While there were some fine women who showed me the ropes, helping me to navigate the waters, Martha is ever-present – television, magazines, radio, Macy’s – she’s left Kmart, and she’s even en route to Costco – who doesn’t love Costco? She’s in our kitchens, designing our houses…for goodness sake, last checked, she had 11 million hits on Google. However, she’s real woman with strengths and weaknesses, confidences and vulnerabilities, like all of us – but, just a little bit different. I once read a news item in which Martha talked about when she has trouble sleeping, she’ll often get up and pull out her $2,000+ Miele Rotary Iron and start pressing. Personally, I resort to an episode of “Dirty, Sexy Money” and a box of Guittard chocolate pieces. But, I always make sure that its excellent-quality chocolate.

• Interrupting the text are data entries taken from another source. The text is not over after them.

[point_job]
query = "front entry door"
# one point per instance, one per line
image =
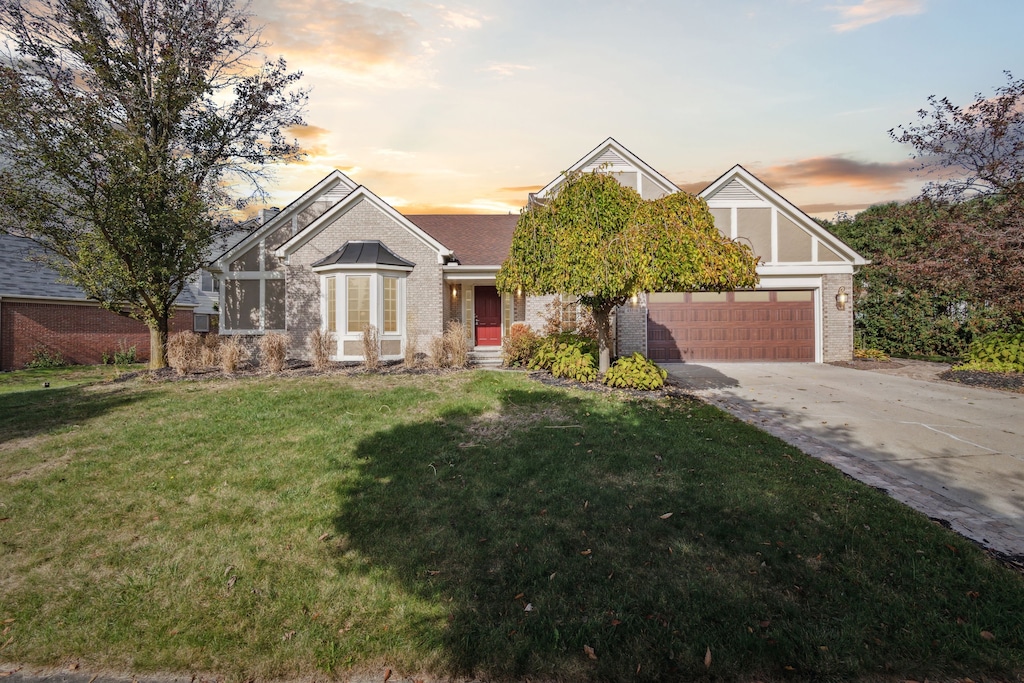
(487, 309)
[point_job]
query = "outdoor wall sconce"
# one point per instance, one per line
(842, 298)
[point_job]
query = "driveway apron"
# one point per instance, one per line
(953, 453)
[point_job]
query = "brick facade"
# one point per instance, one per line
(82, 333)
(631, 328)
(837, 326)
(424, 287)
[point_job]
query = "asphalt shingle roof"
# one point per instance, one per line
(476, 240)
(20, 276)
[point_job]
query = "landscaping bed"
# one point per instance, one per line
(464, 524)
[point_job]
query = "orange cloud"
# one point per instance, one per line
(840, 170)
(312, 139)
(522, 189)
(347, 34)
(693, 187)
(871, 11)
(833, 209)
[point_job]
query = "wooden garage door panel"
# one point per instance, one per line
(732, 331)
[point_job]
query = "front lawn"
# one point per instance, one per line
(468, 523)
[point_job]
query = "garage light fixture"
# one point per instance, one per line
(841, 298)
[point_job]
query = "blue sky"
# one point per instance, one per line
(467, 107)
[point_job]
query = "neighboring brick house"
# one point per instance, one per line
(41, 314)
(339, 257)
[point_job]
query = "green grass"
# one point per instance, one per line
(30, 380)
(295, 527)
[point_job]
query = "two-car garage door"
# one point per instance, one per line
(762, 325)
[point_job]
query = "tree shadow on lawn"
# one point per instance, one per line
(28, 414)
(543, 529)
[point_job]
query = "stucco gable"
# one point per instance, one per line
(359, 196)
(611, 157)
(738, 188)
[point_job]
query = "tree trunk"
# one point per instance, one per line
(602, 317)
(158, 343)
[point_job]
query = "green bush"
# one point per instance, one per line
(997, 351)
(549, 347)
(520, 345)
(43, 357)
(635, 372)
(572, 363)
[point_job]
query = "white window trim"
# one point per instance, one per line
(376, 307)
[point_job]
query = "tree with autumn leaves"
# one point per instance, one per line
(602, 243)
(127, 126)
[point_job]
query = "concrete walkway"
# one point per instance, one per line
(951, 452)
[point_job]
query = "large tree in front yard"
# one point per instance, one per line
(602, 243)
(976, 155)
(124, 124)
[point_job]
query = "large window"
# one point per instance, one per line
(358, 303)
(332, 304)
(390, 305)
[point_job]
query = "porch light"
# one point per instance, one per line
(841, 299)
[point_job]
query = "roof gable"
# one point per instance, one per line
(474, 239)
(333, 188)
(360, 194)
(739, 187)
(611, 157)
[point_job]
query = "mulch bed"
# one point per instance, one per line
(867, 364)
(1005, 381)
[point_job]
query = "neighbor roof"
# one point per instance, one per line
(364, 253)
(22, 276)
(475, 239)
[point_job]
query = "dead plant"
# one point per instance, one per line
(456, 345)
(272, 351)
(183, 351)
(232, 353)
(323, 344)
(371, 348)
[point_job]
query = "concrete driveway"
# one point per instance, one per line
(952, 452)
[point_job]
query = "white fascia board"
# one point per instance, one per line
(783, 205)
(339, 209)
(359, 267)
(299, 205)
(616, 146)
(810, 269)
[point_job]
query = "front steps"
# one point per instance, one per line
(485, 356)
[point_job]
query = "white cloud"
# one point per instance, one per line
(506, 70)
(872, 11)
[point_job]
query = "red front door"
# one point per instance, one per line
(487, 308)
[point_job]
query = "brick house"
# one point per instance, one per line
(41, 314)
(339, 257)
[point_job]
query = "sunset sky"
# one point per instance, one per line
(468, 107)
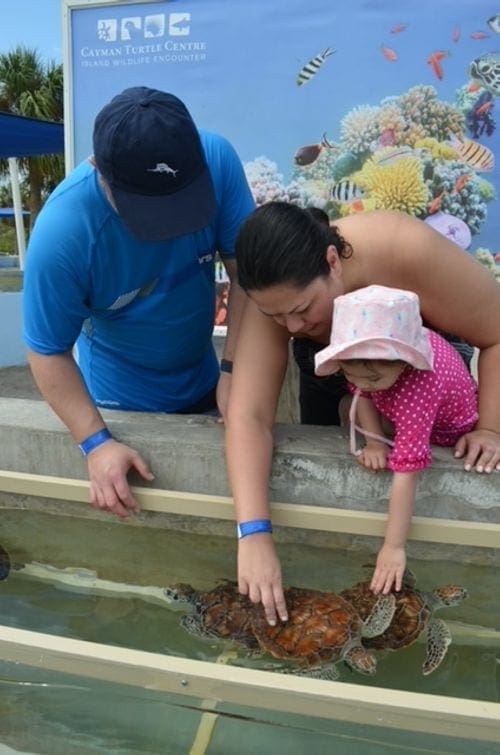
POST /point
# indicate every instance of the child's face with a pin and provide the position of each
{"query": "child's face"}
(371, 374)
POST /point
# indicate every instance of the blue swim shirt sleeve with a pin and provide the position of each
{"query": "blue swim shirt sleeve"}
(234, 198)
(55, 281)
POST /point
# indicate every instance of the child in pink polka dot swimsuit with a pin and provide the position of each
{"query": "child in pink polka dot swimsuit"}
(401, 371)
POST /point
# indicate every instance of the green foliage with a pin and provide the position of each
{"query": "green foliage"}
(32, 88)
(7, 237)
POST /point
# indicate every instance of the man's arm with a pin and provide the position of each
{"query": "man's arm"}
(61, 384)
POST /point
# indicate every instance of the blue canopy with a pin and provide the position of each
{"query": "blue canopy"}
(26, 137)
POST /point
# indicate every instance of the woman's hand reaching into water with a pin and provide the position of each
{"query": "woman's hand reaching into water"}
(259, 575)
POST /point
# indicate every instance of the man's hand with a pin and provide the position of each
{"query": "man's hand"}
(108, 467)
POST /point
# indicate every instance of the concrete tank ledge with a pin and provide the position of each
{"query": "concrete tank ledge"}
(311, 464)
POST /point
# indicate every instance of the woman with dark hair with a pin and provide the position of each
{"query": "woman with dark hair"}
(293, 267)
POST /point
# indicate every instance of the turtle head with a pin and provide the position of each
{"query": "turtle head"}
(449, 595)
(360, 659)
(180, 593)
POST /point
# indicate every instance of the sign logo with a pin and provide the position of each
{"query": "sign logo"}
(137, 28)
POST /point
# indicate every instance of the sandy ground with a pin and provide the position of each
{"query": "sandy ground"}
(17, 382)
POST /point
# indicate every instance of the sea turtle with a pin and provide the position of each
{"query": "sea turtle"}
(322, 627)
(414, 614)
(221, 612)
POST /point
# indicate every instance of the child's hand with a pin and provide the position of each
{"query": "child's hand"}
(388, 574)
(374, 456)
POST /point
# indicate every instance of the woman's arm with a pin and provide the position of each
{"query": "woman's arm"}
(258, 372)
(391, 560)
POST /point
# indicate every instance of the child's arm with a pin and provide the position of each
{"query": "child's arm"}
(374, 455)
(391, 560)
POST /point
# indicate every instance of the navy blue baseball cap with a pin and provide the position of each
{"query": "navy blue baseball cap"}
(148, 149)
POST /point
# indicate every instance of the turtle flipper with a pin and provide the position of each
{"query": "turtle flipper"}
(380, 616)
(360, 659)
(438, 639)
(328, 672)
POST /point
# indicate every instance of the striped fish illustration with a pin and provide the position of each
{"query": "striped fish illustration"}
(311, 69)
(474, 154)
(346, 191)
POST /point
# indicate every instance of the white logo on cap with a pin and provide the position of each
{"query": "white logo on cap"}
(163, 168)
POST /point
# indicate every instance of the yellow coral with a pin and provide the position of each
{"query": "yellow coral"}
(397, 186)
(438, 150)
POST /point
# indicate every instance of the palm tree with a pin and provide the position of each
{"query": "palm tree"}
(31, 88)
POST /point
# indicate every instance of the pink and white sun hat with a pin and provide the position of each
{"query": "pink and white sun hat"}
(376, 322)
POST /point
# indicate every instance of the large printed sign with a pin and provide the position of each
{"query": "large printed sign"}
(349, 107)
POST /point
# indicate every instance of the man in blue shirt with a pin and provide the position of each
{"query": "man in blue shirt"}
(121, 264)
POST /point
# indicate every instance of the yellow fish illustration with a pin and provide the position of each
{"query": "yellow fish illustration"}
(311, 69)
(474, 154)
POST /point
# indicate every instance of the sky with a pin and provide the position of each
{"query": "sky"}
(32, 23)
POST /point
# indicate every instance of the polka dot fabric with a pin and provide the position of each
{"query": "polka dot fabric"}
(425, 407)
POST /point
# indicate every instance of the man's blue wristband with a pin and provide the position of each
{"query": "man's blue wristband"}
(95, 440)
(250, 528)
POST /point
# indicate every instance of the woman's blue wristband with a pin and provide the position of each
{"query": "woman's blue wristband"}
(94, 441)
(251, 528)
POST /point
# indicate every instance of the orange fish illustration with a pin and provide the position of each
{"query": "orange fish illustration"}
(389, 54)
(460, 182)
(435, 62)
(474, 154)
(484, 108)
(436, 203)
(398, 28)
(310, 152)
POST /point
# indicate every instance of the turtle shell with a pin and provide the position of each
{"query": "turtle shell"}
(320, 625)
(410, 617)
(223, 612)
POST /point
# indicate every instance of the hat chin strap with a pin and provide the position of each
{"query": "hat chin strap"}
(353, 427)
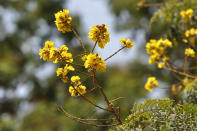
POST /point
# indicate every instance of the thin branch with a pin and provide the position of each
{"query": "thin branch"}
(110, 105)
(91, 101)
(122, 97)
(180, 73)
(114, 53)
(83, 120)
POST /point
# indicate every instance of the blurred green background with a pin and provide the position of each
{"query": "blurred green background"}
(29, 88)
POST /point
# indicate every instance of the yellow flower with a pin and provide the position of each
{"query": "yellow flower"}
(51, 53)
(160, 65)
(94, 61)
(151, 82)
(127, 43)
(64, 71)
(156, 49)
(45, 52)
(165, 59)
(191, 32)
(75, 78)
(77, 88)
(63, 21)
(190, 52)
(100, 35)
(186, 15)
(77, 91)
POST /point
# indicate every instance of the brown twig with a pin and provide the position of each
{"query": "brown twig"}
(114, 53)
(91, 101)
(122, 97)
(110, 105)
(83, 121)
(180, 73)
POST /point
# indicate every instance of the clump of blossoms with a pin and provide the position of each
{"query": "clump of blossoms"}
(190, 52)
(63, 21)
(51, 53)
(76, 88)
(151, 83)
(191, 32)
(92, 62)
(157, 49)
(127, 43)
(186, 14)
(99, 34)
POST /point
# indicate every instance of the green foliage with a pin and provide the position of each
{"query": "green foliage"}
(160, 114)
(189, 88)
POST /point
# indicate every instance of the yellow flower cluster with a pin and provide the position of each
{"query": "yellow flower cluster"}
(186, 15)
(156, 50)
(63, 21)
(190, 52)
(191, 32)
(64, 71)
(127, 43)
(151, 82)
(51, 53)
(93, 61)
(77, 88)
(100, 35)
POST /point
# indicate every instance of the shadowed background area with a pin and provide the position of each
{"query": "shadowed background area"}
(29, 88)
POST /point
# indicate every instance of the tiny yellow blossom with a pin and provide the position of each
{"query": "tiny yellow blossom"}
(77, 88)
(190, 52)
(77, 91)
(156, 49)
(186, 81)
(100, 35)
(63, 21)
(160, 65)
(64, 71)
(165, 59)
(186, 15)
(94, 61)
(127, 43)
(75, 78)
(51, 53)
(151, 82)
(191, 32)
(45, 52)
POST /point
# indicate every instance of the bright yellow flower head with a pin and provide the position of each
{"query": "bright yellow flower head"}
(51, 53)
(64, 71)
(127, 43)
(190, 52)
(75, 78)
(186, 15)
(151, 82)
(94, 61)
(45, 52)
(160, 65)
(191, 32)
(100, 34)
(63, 21)
(77, 91)
(77, 88)
(156, 50)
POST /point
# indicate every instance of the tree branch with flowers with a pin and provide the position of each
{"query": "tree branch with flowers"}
(92, 62)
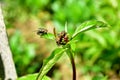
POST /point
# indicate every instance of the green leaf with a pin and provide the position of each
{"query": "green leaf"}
(88, 25)
(32, 77)
(50, 61)
(48, 36)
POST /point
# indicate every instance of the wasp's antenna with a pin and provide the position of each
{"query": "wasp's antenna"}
(54, 31)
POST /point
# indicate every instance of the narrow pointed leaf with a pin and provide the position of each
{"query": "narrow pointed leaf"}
(88, 25)
(32, 77)
(49, 62)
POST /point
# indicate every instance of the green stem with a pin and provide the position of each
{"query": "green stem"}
(73, 68)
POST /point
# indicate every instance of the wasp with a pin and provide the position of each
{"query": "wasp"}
(61, 38)
(42, 31)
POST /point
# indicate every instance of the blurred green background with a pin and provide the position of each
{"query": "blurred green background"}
(97, 53)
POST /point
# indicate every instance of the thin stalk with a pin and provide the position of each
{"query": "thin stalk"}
(71, 57)
(73, 68)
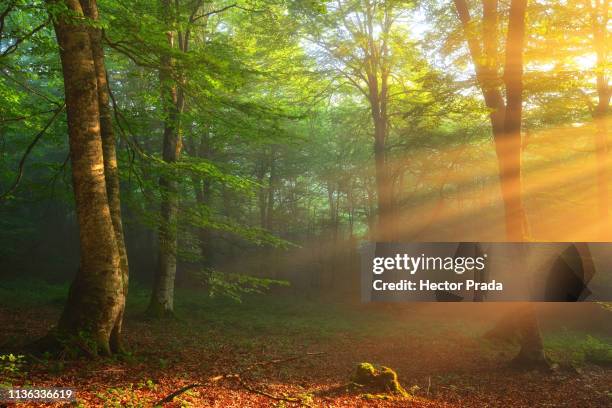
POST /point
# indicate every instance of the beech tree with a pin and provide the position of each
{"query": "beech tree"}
(96, 300)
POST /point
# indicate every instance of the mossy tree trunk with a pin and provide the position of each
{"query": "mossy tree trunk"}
(111, 171)
(96, 299)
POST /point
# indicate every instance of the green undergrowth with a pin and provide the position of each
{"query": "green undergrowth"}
(283, 322)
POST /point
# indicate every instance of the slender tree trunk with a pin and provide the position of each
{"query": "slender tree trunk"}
(532, 348)
(506, 121)
(271, 190)
(111, 171)
(162, 299)
(599, 21)
(510, 145)
(507, 146)
(97, 297)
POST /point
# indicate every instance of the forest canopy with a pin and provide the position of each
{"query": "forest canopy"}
(248, 146)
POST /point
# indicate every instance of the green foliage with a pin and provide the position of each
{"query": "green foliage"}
(235, 286)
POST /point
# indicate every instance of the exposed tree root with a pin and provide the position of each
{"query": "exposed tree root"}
(239, 379)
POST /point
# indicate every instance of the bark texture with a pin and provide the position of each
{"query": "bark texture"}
(162, 298)
(111, 171)
(96, 299)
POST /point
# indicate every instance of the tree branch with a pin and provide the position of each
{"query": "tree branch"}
(27, 152)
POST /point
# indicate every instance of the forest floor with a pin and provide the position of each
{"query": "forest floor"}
(437, 350)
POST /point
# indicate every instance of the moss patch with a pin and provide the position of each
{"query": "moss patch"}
(378, 382)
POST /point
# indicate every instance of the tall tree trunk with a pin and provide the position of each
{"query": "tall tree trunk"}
(532, 349)
(162, 298)
(506, 121)
(507, 146)
(599, 23)
(96, 298)
(271, 190)
(111, 172)
(510, 144)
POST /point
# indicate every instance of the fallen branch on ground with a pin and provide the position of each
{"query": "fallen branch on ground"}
(238, 377)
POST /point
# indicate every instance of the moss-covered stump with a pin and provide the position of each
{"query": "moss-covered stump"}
(378, 380)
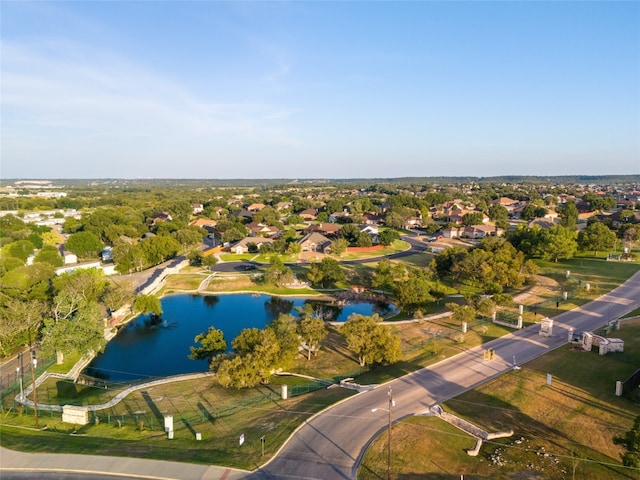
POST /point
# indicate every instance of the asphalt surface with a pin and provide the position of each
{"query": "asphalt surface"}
(331, 444)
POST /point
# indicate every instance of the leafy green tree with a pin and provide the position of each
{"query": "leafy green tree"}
(9, 263)
(82, 333)
(285, 328)
(74, 288)
(394, 220)
(531, 211)
(350, 233)
(364, 240)
(209, 261)
(84, 244)
(597, 202)
(472, 218)
(626, 215)
(237, 372)
(631, 443)
(446, 259)
(160, 248)
(211, 343)
(370, 341)
(17, 317)
(557, 243)
(147, 304)
(128, 257)
(246, 341)
(596, 237)
(526, 239)
(28, 281)
(498, 213)
(189, 236)
(118, 294)
(313, 331)
(415, 291)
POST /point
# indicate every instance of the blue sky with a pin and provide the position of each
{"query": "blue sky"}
(319, 89)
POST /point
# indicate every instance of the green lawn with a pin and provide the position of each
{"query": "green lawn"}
(189, 400)
(573, 422)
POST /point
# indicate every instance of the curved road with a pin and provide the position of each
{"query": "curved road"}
(330, 445)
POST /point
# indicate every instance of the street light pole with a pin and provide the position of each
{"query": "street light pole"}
(392, 403)
(20, 380)
(35, 388)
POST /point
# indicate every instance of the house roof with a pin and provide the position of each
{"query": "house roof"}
(328, 228)
(247, 240)
(204, 222)
(314, 237)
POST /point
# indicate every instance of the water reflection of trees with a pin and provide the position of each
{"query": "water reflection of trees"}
(327, 311)
(383, 308)
(277, 306)
(210, 300)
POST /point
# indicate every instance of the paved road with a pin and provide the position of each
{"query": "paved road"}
(330, 445)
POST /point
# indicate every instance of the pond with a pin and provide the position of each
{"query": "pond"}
(148, 347)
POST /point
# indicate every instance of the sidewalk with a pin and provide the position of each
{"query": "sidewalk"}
(121, 466)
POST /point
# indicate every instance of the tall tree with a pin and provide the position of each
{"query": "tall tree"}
(370, 341)
(211, 343)
(17, 317)
(557, 243)
(569, 215)
(148, 304)
(313, 331)
(596, 237)
(82, 333)
(84, 244)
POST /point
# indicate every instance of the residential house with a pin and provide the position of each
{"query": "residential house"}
(284, 206)
(255, 207)
(328, 229)
(372, 231)
(206, 223)
(372, 219)
(337, 216)
(157, 218)
(242, 246)
(309, 214)
(197, 208)
(261, 230)
(315, 242)
(106, 255)
(412, 222)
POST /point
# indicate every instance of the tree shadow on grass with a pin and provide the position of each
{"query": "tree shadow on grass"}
(152, 406)
(541, 443)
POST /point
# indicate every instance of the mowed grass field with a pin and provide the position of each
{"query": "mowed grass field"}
(561, 431)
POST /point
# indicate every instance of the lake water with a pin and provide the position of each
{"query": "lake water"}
(148, 347)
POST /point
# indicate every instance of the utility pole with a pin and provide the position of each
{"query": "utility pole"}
(33, 383)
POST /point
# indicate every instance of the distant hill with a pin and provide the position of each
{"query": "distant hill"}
(268, 182)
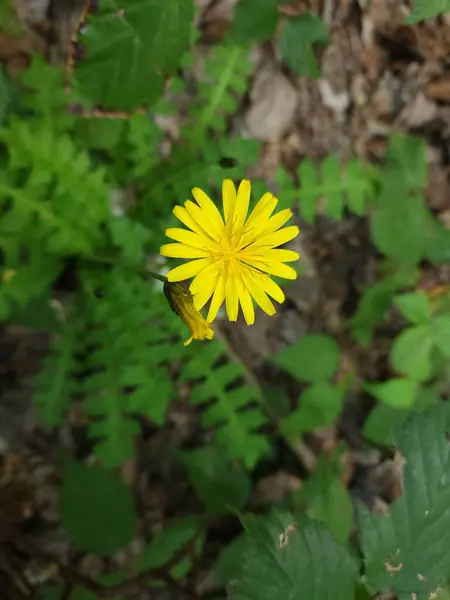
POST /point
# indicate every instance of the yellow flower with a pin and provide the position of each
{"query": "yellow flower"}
(234, 255)
(181, 302)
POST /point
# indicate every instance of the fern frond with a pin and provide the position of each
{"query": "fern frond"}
(130, 333)
(50, 190)
(427, 9)
(233, 406)
(351, 185)
(25, 273)
(227, 70)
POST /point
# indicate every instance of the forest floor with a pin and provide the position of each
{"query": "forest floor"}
(378, 76)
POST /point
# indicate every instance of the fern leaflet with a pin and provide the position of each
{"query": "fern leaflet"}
(230, 412)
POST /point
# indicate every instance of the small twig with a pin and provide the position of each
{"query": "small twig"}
(306, 456)
(129, 586)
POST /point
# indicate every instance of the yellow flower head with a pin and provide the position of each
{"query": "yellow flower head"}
(181, 302)
(234, 255)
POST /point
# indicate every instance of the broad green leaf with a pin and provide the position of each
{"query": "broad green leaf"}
(406, 552)
(293, 561)
(254, 21)
(129, 48)
(411, 352)
(398, 224)
(297, 39)
(382, 423)
(319, 406)
(324, 497)
(415, 307)
(441, 333)
(406, 155)
(397, 393)
(221, 486)
(314, 358)
(427, 9)
(96, 509)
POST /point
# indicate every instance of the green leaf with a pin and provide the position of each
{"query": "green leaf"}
(96, 509)
(427, 9)
(441, 333)
(221, 486)
(406, 552)
(313, 358)
(319, 406)
(326, 498)
(411, 352)
(131, 237)
(297, 38)
(415, 307)
(129, 49)
(254, 21)
(397, 393)
(398, 224)
(168, 542)
(288, 560)
(382, 423)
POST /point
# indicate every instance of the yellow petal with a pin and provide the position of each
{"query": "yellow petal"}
(217, 299)
(231, 298)
(262, 211)
(191, 239)
(256, 290)
(229, 200)
(209, 208)
(182, 214)
(277, 238)
(204, 284)
(182, 251)
(203, 221)
(241, 208)
(246, 303)
(188, 270)
(274, 268)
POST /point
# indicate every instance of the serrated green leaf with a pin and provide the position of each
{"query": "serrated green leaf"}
(324, 497)
(296, 43)
(411, 352)
(427, 9)
(319, 406)
(397, 393)
(406, 552)
(314, 358)
(129, 49)
(219, 485)
(254, 21)
(286, 559)
(383, 420)
(415, 307)
(374, 304)
(96, 509)
(398, 227)
(229, 563)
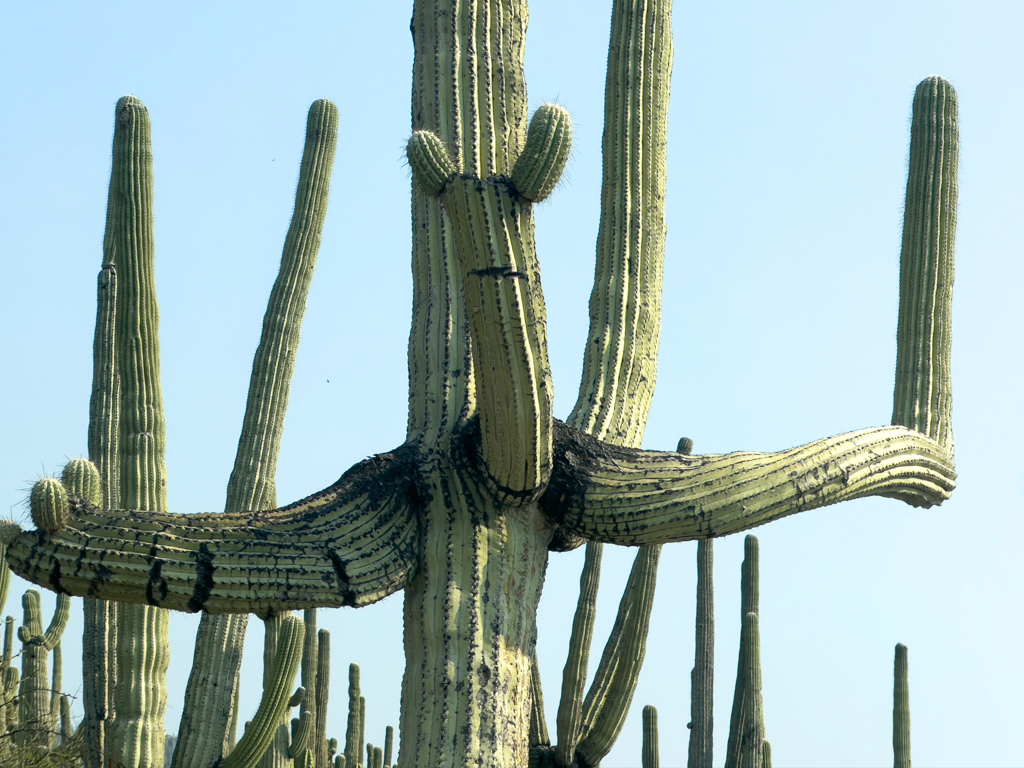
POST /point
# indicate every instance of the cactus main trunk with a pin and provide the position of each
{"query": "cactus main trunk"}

So, I challenge you, the next time you’re in a pinch, look to Martha for inspiration. For example, when your panicked eight-year old notifies you that she has to wear an animal costume for their Zoo Day Festival that morning, just as you’re pulling into the school parking lot that morning. Take a brief respite from ferreting through your “mommy purse”, take a deep breath and calmly ask yourself, “WWMD?”